Latest attack trio aiming to continue rich legacy
Published 12:00 am, Thursday, April 19, 2018
DARIEN—You don’t reach 60 consecutive wins by accident.
It takes a talented and disciplined roster from top-to-bottom, elite coaching and a little luck.
Darien has all that, but what has been remarkable year after year is the play of the Wave’s first attack line.
In 2016, the line of Jack Kniffin, Colin Minicus and Kevin Lindley was as good as there was in the country.
In 2017, Lindley became the focal point, setting school records for goals in a season, game and career and complemented by Matt Meyjes and Logan McGovern.
Now, it’s McGovern, who had over 100 points a season ago and has over 200 for his career, that is the face of the team.

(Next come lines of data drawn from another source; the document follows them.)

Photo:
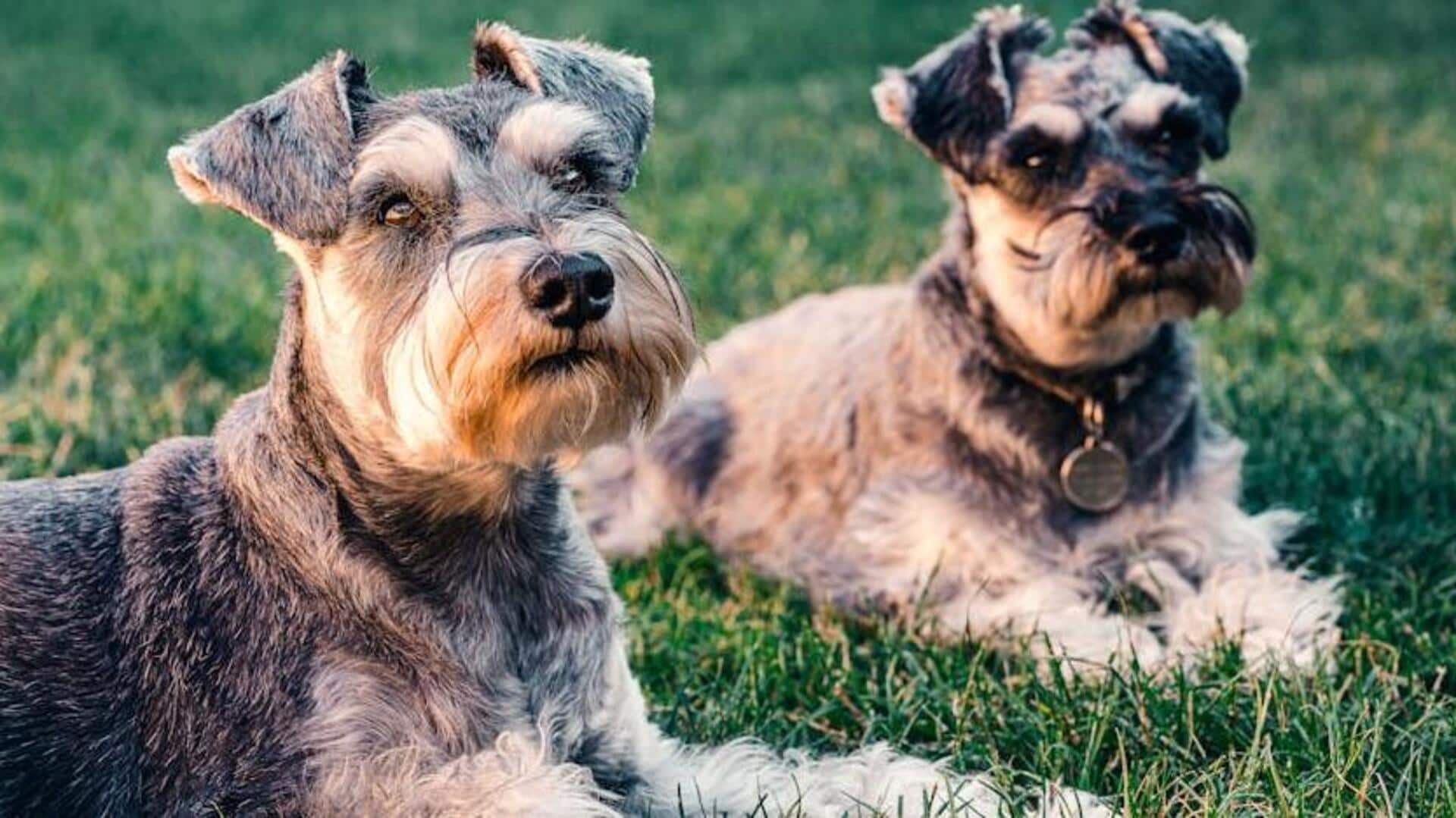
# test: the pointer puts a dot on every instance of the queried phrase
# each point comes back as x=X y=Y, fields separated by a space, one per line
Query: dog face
x=1081 y=172
x=472 y=289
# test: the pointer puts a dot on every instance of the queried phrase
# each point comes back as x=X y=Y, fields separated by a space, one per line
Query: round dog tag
x=1095 y=476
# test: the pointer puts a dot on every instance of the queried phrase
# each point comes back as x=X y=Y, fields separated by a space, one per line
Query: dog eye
x=400 y=212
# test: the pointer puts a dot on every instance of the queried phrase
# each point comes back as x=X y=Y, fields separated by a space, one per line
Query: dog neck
x=294 y=459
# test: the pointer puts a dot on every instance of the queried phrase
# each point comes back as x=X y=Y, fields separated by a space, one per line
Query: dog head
x=1081 y=171
x=469 y=284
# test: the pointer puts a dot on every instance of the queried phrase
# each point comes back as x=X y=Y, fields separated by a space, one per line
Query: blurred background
x=127 y=316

He is joined by senior Brian Minicus and junior Hudson Pokorny.
“Everyone complements each other very well,” McGovern said. “Brian is a lefty shooter and a dodger like Kevin was, Hudson is a great finisher and can dodge if called on. We’re just very balanced down there like we always are.”
The parallels the last three seasons are interesting.

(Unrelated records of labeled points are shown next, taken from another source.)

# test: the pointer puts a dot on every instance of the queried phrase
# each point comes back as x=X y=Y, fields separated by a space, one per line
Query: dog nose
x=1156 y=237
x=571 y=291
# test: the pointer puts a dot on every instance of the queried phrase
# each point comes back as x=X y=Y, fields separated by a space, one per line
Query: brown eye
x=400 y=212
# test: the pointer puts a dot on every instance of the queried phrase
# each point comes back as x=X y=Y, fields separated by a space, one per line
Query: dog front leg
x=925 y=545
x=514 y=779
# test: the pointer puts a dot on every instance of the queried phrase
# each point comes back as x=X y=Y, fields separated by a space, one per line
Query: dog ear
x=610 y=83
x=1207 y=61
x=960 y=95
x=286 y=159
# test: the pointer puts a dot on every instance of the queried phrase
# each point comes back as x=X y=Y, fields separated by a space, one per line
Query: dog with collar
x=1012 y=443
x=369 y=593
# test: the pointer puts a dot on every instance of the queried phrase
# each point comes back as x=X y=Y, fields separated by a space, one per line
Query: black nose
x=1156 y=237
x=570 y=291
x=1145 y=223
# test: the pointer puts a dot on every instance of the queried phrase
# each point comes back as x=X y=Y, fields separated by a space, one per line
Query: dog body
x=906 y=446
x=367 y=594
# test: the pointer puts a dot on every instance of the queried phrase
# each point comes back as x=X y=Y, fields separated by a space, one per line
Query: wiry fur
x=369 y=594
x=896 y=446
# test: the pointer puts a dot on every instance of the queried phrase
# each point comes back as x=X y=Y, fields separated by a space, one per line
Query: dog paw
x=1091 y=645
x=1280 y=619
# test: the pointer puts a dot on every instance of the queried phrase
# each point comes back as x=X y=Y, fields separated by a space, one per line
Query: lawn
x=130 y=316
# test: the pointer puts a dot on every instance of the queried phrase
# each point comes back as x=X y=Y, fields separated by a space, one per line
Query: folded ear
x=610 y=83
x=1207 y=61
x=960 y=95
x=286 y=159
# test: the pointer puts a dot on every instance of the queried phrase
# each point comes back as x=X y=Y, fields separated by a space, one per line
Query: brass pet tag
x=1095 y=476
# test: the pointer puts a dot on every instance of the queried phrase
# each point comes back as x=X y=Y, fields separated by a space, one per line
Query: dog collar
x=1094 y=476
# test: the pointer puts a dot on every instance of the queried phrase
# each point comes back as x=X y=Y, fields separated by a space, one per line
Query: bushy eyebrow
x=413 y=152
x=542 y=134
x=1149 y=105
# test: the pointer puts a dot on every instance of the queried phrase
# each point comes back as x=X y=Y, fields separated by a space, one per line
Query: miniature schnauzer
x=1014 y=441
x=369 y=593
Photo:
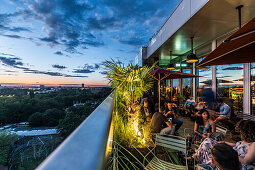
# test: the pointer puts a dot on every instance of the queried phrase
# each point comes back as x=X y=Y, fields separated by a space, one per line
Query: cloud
x=80 y=24
x=11 y=55
x=55 y=74
x=58 y=53
x=87 y=68
x=58 y=66
x=83 y=71
x=16 y=62
x=11 y=61
x=13 y=36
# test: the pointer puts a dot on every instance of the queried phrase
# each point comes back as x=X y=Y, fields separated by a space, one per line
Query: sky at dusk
x=61 y=42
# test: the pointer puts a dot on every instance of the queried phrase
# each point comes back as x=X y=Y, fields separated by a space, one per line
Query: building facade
x=210 y=22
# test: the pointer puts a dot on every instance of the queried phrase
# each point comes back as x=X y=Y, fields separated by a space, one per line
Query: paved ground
x=188 y=124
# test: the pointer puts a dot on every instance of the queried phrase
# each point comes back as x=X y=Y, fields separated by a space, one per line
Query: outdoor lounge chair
x=169 y=143
x=246 y=116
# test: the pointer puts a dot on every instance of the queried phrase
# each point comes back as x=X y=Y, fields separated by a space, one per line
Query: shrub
x=69 y=124
x=36 y=119
x=6 y=141
x=51 y=117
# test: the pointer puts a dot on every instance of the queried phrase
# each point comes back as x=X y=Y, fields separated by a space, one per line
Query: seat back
x=246 y=116
x=221 y=129
x=172 y=142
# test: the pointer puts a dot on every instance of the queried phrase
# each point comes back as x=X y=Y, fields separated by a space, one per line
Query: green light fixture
x=192 y=58
x=171 y=65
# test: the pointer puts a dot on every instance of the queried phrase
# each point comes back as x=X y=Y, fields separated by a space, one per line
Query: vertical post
x=247 y=89
x=159 y=92
x=214 y=79
x=155 y=85
x=194 y=81
x=239 y=15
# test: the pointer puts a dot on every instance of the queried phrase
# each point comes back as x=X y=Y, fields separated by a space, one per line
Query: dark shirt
x=158 y=122
x=171 y=115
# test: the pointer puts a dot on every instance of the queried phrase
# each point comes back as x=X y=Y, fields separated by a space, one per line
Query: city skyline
x=66 y=42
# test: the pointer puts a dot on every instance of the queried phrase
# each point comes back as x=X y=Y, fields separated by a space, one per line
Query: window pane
x=230 y=85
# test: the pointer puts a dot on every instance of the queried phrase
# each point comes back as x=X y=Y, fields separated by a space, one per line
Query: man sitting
x=170 y=114
x=224 y=157
x=224 y=113
x=160 y=124
x=190 y=105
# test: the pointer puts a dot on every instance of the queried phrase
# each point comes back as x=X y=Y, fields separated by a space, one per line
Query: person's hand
x=204 y=135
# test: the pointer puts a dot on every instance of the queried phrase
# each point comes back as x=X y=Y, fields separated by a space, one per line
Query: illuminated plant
x=129 y=84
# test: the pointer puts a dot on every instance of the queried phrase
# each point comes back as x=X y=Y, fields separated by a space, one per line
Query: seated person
x=224 y=113
x=145 y=110
x=244 y=148
x=204 y=127
x=190 y=105
x=224 y=157
x=171 y=114
x=160 y=124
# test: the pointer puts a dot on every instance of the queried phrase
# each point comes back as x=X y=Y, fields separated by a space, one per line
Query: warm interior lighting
x=171 y=65
x=192 y=58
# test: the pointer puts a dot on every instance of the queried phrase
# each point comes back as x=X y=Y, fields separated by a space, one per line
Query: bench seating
x=174 y=143
x=158 y=164
x=246 y=116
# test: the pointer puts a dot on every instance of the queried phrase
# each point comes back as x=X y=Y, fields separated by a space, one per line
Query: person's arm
x=196 y=128
x=213 y=127
x=169 y=124
x=228 y=143
x=250 y=156
x=166 y=114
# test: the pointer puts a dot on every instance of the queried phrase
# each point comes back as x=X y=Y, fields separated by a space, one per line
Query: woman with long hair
x=245 y=148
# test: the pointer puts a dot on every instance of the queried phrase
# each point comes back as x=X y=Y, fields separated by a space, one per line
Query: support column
x=194 y=86
x=247 y=88
x=155 y=99
x=214 y=79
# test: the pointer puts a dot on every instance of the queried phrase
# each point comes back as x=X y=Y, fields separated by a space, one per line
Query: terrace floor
x=187 y=123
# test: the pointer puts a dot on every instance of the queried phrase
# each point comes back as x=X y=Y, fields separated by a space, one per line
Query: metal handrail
x=86 y=147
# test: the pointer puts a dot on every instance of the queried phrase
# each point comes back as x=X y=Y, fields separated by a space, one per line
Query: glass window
x=187 y=84
x=230 y=85
x=204 y=86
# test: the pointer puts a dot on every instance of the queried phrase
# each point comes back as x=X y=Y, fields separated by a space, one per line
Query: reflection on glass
x=230 y=85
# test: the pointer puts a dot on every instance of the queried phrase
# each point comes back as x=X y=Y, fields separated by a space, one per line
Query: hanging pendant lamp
x=192 y=58
x=171 y=65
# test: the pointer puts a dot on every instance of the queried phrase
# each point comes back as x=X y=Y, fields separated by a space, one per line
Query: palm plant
x=129 y=84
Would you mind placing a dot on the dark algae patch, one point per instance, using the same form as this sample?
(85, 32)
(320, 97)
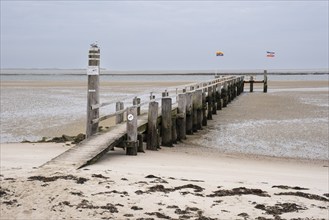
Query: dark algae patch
(280, 208)
(79, 180)
(239, 191)
(289, 187)
(304, 195)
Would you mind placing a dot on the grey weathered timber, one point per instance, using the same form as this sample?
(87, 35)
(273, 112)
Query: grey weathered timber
(214, 97)
(174, 126)
(198, 103)
(119, 117)
(152, 126)
(189, 113)
(194, 112)
(204, 108)
(166, 122)
(91, 149)
(181, 117)
(265, 81)
(93, 90)
(210, 103)
(140, 147)
(137, 101)
(132, 142)
(251, 82)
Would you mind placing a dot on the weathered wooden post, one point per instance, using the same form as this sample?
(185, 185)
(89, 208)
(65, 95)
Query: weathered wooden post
(265, 81)
(210, 102)
(137, 101)
(204, 108)
(194, 112)
(118, 107)
(214, 97)
(189, 113)
(224, 94)
(132, 142)
(181, 117)
(218, 97)
(199, 108)
(152, 126)
(166, 122)
(174, 126)
(93, 89)
(251, 81)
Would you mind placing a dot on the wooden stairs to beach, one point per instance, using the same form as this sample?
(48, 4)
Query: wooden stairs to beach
(91, 149)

All three years the lines have consisted of two seniors and a junior, seemingly grooming the leading scorer for the next season. It worked with Lindley, it’s working with McGovern and Pokorny is next in line.
Another similarity is the path both Meyjes and Brian Minicus took to their spots. Because of the team needs, both played midfield as juniors. Both were successful enough to see crucial minutes for state championship teams, earning their spots in their natural position for their senior seasons.

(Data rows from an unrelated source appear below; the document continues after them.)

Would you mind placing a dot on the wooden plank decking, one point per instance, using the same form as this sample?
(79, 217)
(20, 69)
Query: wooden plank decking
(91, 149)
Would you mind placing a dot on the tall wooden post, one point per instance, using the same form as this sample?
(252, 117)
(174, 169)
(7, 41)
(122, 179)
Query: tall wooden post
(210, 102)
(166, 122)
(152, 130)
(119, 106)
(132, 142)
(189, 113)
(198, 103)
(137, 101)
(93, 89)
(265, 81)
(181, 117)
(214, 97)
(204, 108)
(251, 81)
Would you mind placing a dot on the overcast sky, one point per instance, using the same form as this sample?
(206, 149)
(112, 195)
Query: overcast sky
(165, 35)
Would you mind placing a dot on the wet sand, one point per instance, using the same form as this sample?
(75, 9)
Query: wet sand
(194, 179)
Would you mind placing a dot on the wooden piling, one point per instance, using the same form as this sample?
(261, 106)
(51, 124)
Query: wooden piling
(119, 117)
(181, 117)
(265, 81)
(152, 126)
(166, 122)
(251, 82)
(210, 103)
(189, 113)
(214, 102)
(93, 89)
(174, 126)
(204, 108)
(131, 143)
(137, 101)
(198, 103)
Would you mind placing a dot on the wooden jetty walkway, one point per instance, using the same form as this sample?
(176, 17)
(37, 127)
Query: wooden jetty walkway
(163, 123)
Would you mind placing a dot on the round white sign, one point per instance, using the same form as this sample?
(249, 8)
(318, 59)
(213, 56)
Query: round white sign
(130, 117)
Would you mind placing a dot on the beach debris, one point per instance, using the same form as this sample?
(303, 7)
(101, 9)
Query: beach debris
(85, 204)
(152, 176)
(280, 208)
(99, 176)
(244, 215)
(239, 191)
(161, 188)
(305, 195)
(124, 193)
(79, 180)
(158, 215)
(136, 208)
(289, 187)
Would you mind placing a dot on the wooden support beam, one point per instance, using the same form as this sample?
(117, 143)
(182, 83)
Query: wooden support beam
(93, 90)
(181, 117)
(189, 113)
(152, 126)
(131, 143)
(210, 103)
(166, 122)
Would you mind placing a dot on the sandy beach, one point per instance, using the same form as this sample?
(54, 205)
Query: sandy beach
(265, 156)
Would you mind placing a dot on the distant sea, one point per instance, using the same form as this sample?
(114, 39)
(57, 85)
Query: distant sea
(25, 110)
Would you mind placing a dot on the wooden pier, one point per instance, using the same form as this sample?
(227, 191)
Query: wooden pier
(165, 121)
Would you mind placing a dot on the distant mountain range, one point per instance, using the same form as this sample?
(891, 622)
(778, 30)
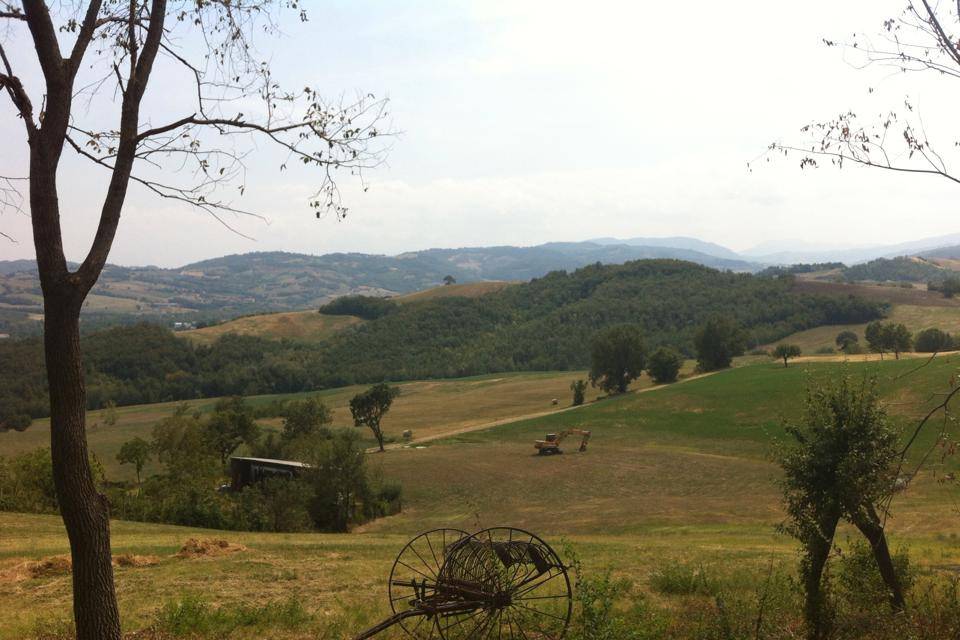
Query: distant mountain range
(234, 285)
(785, 253)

Not only do the upperclassmen provide an example for those that will follow in their place in incoming years, they’re so precise that other FCIAC teams use their film to train.
“When you got kids like McGovern and Minicus and Pokorny and the whole show they have around them, you really see how offenses run on time,” Fairfield Ludlowe coach Chris Parisi said earlier in the season. “Everything is time, time, time, time and for our kids to see that defensively—anytime we turn our heads, cutters come and the ball is fed right there. So, by them exposing us on film, makes us better, helps us prepare.”
Playing on that top line is an honor at Darien, and one not taken lightly by those that grace the position.
“Year to year we’re trying to make a name for ourselves, in practice we always put in a lot of work,” McGovern said. “People are never going to forget about those guys, but we just want to make a name for ourselves out there.”
It’s safe to say, they already have.